Kututup mulutku dan mulai melangkah. Aku pergi sambil merajuk dalam hati. Tentu saja aku tidak akan minta maaf! Aku tidak sudi minta maaf!
Aku dekati Ahmad sambil mengepalkan tangan. Dia masih dengan ritualnya saat kau telah dekat. Aku pungut bolaku dan setelah itu aku lihat dia telah selesai dengan ritualnya. Dia berpaling ke arahku dan tersenyum.
Aku mendengus. “Coach bilang aku mesti minta maaf. Tapi kau tahu aku tidak akan melakukannya, kan?”
Dia berdiri. “Tidak perlu. Aku sudah memaafkan kamu,” katanya santai.
Aku meludah. “Kau pikir sikap manismu bisa mengelabuiku, Teroris?”
Dia mengangkat bahu. “Aku tidak perlu mengelabui siapapun. Begitu juga dengan kamu, kan? Kebencian kamu terhadap muslim bisa dikatakan lebih … genuine. Well, ayah kamu meninggal di Irak, kan? Eh, atau Kuwait? Anyway, berbeda dengan sepupumu yang … lari dari kenyataan. Kebenciannya membuat dia merasa lebih punya arti. Kebenciannya lebih merupakan cara dia menyalurkan emosinya terhadap … well, terhadap orangtuanya … terhadap hidup …. Kasihan sebenarnya dia.”
Seiring ucapannya, mataku terbelalak. “Da-darimana kamu tahu?”

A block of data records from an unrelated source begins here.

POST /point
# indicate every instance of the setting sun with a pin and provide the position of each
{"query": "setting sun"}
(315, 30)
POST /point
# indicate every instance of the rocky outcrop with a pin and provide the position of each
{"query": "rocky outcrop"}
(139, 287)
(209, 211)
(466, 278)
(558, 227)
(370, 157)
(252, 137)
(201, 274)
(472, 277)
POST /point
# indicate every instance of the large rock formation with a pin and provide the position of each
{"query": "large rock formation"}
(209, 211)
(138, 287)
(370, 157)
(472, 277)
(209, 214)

Ahmad tersenyum, “Sun Tzu pernah menulis, ‘Kenali dirimu sendiri dan kenali musuhmu, maka engkau tidak akan pernah takut akan hasil dari ratusan pertempuran.’ Well, sekarang aku sudah mengenal siapa kamu, kan? Sekarang, apa yang kamu kenal dari musuhmu ini? Seorang teroris? Hanya itu?”
Aku terdiam, dan mendapat aku terdiam, dia merogoh tasnya dan mengeluarkan sesuatu. Sebuah buku kecil.
“Tangkap!” katansya sambil melempar buku itu kepadaku.
Aku menangkapnya.
“Itu adalah aturan mainku. Code of conduct-ku sehari-hari. Mungkin kamu bisa kenali aku lewat buku itu. Dan mungkin kelak, kamu bisa ‘mematahkan’ aku.”
Aku mengerenyit dan menatap buku itu sebelum berpaling kepada Ahmad. “Apa-apaan ini? Mengapa kamu lakukan ini?”
Ahmad hanya mengangkat bahu. “Jika kalian berhenti memukuliku, aku akan sangat menghargainya. Tapi, kalau masih mau melanjutkan, aku tidak keberatan. Aku juga ingin tahu seberapa lama aku bisa bertahan. Tapi aku yakin, aku akan tumbuh semakin kuat.”
Aku terpekur menatapnya dan dia hanya tersenyum sambil berkata, “Aku pergi, may peace be with you.”
Dia pun menjauh.
Aku kembali ke lapangan dan aku penuhi detensi pelatih. Lari sepuluh putaran. Tapi terus terang, detensi itu tidak terasa olehku. Benakku tersita penuh oleh adegan bersama Ahmad tadi. Apa yang sebenarnya terjadi?
Usai latihan, aku lihat Kakek menjemputku dengan truk pick-upnya. Tidak sengaja, hanya searah dari pulang belanja perlengkapan berkebun Nenek di Home Depo.
“Kena detensi?” tanya Kakek saat menyembutku di truknya.
Aku hanya mengangkat bahu.
“Well, lihat sisi baiknya. Kamu akan tumbuh lebih kuat,” kata Kakek sambil memutar kunci dan truk pun menyala.
Sampai di rumah aku langsung ke kamar. Aku ambil buku pemberian Ahmad dan membacanya sambil berbaring di tempat tidur. Rasa ingin tahuku mencuat naik! Memangnya code of conduct macam apa yang dia punya?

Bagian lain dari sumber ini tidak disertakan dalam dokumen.